“Stratospheric” pay increases that have seen the salaries of top executives at a number of FTSE companies soar by more than 4,000% over the last 30 years are undermining productivity and “damaging” trust in British business.
According to a report published by the High Pay Commission following a year-long inquiry, such high growth rates compare unfavourably with those of the average UK worker. They have seen their wages grow only three-fold to a “modest” £25,900 per annum since 1980 when average salaries amounted to £6,474.
Instead, wealth has continued to flow upwards to the top 0.1% of people in the country, with the situation being nothing short of “corrosive” to the economy, “distorting markets, draining talent from key sectors and rewarding failure”.

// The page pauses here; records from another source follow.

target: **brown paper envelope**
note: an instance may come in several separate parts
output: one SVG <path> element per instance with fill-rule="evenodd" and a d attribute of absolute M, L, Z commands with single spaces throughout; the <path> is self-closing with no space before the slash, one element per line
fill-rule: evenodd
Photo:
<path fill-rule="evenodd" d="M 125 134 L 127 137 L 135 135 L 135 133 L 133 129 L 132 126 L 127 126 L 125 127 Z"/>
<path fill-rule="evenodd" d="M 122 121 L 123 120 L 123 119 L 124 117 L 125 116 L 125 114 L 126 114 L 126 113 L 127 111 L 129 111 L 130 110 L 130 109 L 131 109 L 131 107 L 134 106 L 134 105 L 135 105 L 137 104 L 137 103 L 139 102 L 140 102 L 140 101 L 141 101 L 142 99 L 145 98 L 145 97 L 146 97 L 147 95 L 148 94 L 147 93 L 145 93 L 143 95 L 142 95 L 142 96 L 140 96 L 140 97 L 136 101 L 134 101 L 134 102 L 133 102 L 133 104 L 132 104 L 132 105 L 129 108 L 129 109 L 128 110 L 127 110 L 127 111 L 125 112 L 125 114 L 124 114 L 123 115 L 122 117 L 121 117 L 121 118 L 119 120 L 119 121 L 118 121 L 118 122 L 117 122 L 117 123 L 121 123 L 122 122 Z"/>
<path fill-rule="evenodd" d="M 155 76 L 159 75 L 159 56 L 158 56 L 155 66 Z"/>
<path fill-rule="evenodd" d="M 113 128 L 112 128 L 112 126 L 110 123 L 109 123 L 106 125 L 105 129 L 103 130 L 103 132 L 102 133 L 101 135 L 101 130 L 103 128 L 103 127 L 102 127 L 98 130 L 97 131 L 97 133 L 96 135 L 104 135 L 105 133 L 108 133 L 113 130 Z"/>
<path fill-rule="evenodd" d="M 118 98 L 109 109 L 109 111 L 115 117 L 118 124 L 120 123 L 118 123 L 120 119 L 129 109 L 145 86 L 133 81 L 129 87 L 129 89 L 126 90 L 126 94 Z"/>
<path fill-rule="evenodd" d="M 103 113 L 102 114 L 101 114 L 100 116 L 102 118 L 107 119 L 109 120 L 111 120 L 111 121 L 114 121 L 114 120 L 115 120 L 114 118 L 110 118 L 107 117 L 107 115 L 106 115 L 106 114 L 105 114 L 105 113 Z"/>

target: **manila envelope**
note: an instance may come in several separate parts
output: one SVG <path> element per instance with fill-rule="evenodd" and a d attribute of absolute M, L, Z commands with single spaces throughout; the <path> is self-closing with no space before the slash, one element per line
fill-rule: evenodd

The report entitled ‘Cheques with Balances: Why Tackling High Pay Is In The National Interest’ said: “There appears to be little truth in the myth that pay must escalate to halt a talent drain in executives. The growing pay gap between the top 0.1% and everyone else is increasing public disillusionment, damaging trust and fuelling the view that business leaders are in it for themselves.”
As a result, the Commission called for a number of reforms, which included the creation of a new national body to monitor high pay as well as the “radical simplification” of executive renumeration.
Employees should be appointed to renumeration committees and employers ought to publish the pay ratios between their highest-paid executive and the median wage, it said.
Other recommendations listed in the body’s 12-point plan to stop “high pay creating inequalities last seen in the Victorian era” included ensuring that organisations revealed the total pay figured earned by their executives and that the pay packages of the top 10 executives were published more widely than was currently the case.
HPC chairwoman Deborah Hargreaves said: “There’s a crisis at the top of British business and it is deeply corrosive to our economy. When pay for senior executives is set behind closed doors, does not reflect company success and is fuelling massive inequality, it represents a deep malaise at the very top of our society.”